Die Debatte über den Zinsausblick wird derzeit von höheren Staatsausgaben, steigenden Defiziten und hartnäckigen Inflationsrisiken bestimmt. Diese Faktoren sprechen zwar gegen eine Rückkehr zur Nullzinswelt, aber nicht zwangsläufig für ständig weiter steigende Zinsen.
Nach Einschätzung von Bernhard Schmitt, Head of Equity & Multi Manager Management bei der Liechtensteinischen Landesbank, setzen das strukturell schwache Wachstum, die Alterung der Bevölkerung und die geringe Produktivitätsdynamik einem weiteren Zinsanstieg Grenzen. Wahrscheinlicher sei ein volatileres Zinsumfeld, in dem die Zinsen zwischenzeitlich sinken, im Durchschnitt aber über dem Niveau der vergangenen Dekade bleiben.

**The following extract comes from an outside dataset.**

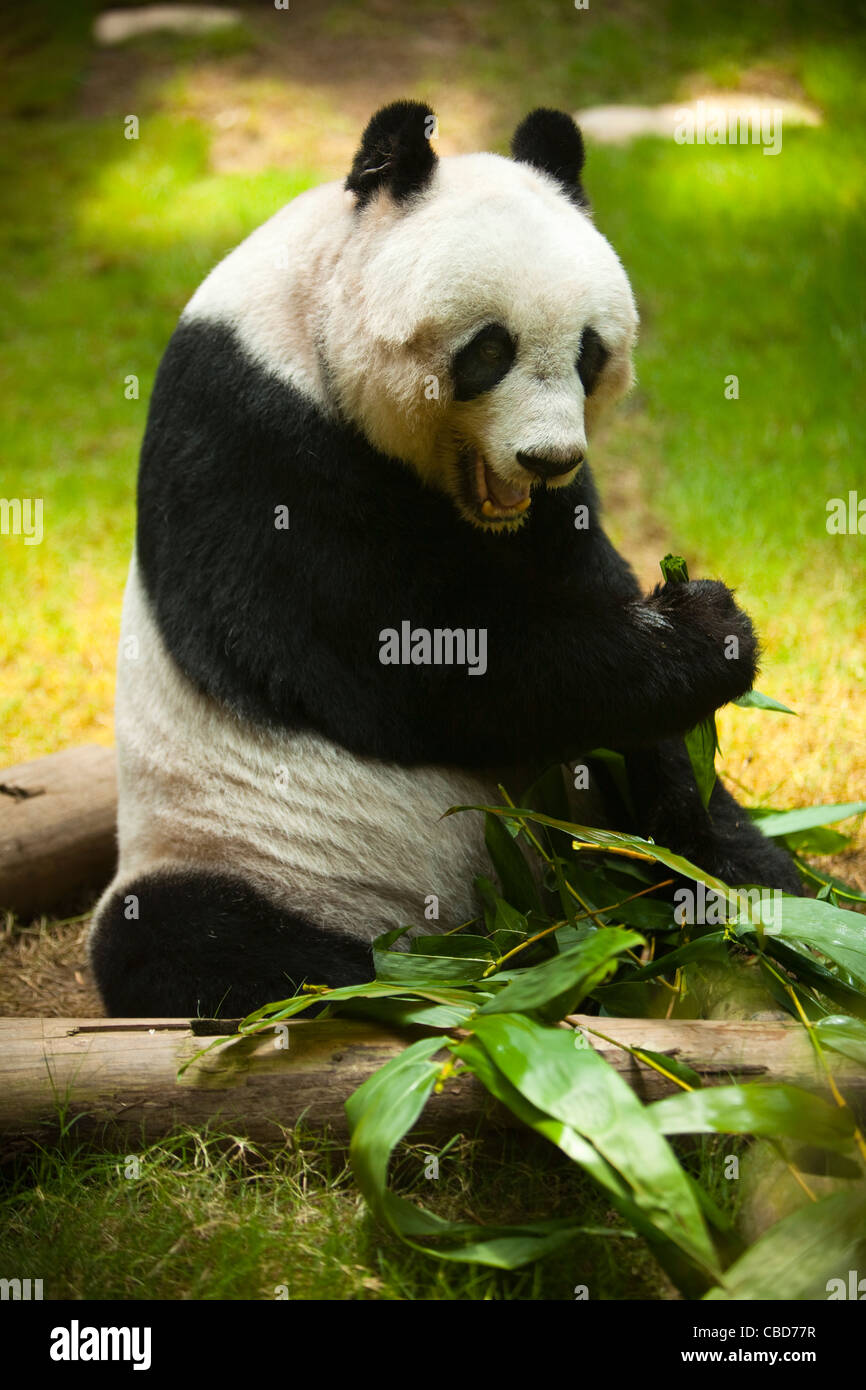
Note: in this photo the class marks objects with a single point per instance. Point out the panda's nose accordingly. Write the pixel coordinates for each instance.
(552, 464)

Schmitt: „Vieles spricht dafür, dass wir uns langfristig auf ein höheres Zinsniveau einstellen müssen als vor der großen Inflationswelle. Höhere Staatsausgaben und Defizite, umfangreiche Investitionen in Infrastruktur und Verteidigung sowie geopolitische Risiken und höhere Produktionskosten erschweren eine Rückkehr zu dauerhaft extrem niedrigen Zinsen.
Daraus folgt allerdings nicht, dass die Zinsen immer weiter steigen. Dagegen sprechen vor allem das strukturell schwache Wachstum, die Alterung der Bevölkerung und die geringe Produktivitätsdynamik. Auch der jüngste Inflationsschub könnte sich teilweise zurückbilden, wenn sich die Energiepreise normalisieren und Zweitrundeneffekte ausbleiben. Gerade in Europa besteht deshalb die Möglichkeit, dass jüngste Zinserhöhungen im kommenden Jahr teilweise wieder zurückgenommen werden.

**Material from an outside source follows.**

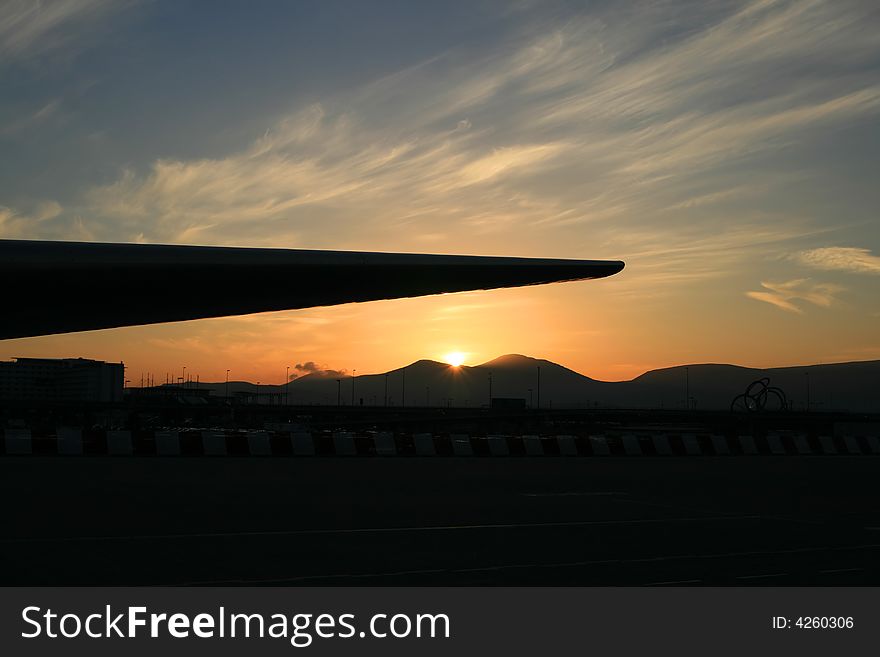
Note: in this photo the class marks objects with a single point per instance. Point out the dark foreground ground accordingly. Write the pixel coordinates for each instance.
(546, 521)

Entscheidend ist die Unterscheidung zwischen Zinszyklus und Zinsregime. Der kurzfristige Zyklus kann nach unten drehen, während das durchschnittliche Zinsniveau über mehrere Jahre höher bleibt als in der Nullzinsphase. Ein Rückgang der Zinsen wäre daher nicht automatisch das Ende des neuen Zinsregimes. Er könnte vielmehr zeigen, dass die restriktive Geldpolitik wirkt und Nachfrage sowie Inflation ausreichend gebremst hat.

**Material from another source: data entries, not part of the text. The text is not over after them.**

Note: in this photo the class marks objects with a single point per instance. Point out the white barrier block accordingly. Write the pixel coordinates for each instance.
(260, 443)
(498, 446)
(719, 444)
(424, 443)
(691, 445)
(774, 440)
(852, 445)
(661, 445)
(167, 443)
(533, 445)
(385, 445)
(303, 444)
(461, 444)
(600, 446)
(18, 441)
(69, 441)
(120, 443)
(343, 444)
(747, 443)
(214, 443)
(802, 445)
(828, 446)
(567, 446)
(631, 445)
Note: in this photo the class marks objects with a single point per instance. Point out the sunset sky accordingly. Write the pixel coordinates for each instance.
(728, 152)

Gleichzeitig stehen die Notenbanken zunehmend im Konflikt mit einer expansiveren Fiskalpolitik. Während sie versuchen, die Nachfrage über höhere Finanzierungskosten zu dämpfen, investieren die Staaten verstärkt in Infrastruktur, Verteidigung, Energieversorgung und Industriepolitik. Der Staat drückt aufs Gaspedal, während die Zentralbank auf die Bremse tritt. Je stärker die Fiskalpolitik die Nachfrage stützt, desto höher muss möglicherweise der geldpolitische Bremsdruck sein.
Unter dem Strich spricht deshalb mehr für einen höheren Zinsboden als für ständig weiter steigende Zinsen. Strukturell schwaches Wachstum begrenzt den Anstieg, während Fiskalpolitik, geopolitische Risiken und eine volatilere Inflation den Rückgang begrenzen. Das wahrscheinlichste Szenario ist ein Umfeld mit stärkeren Schwankungen und zwischenzeitlich fallenden Renditen, aber ohne Rückkehr zur Nullzinswelt.“ (fw)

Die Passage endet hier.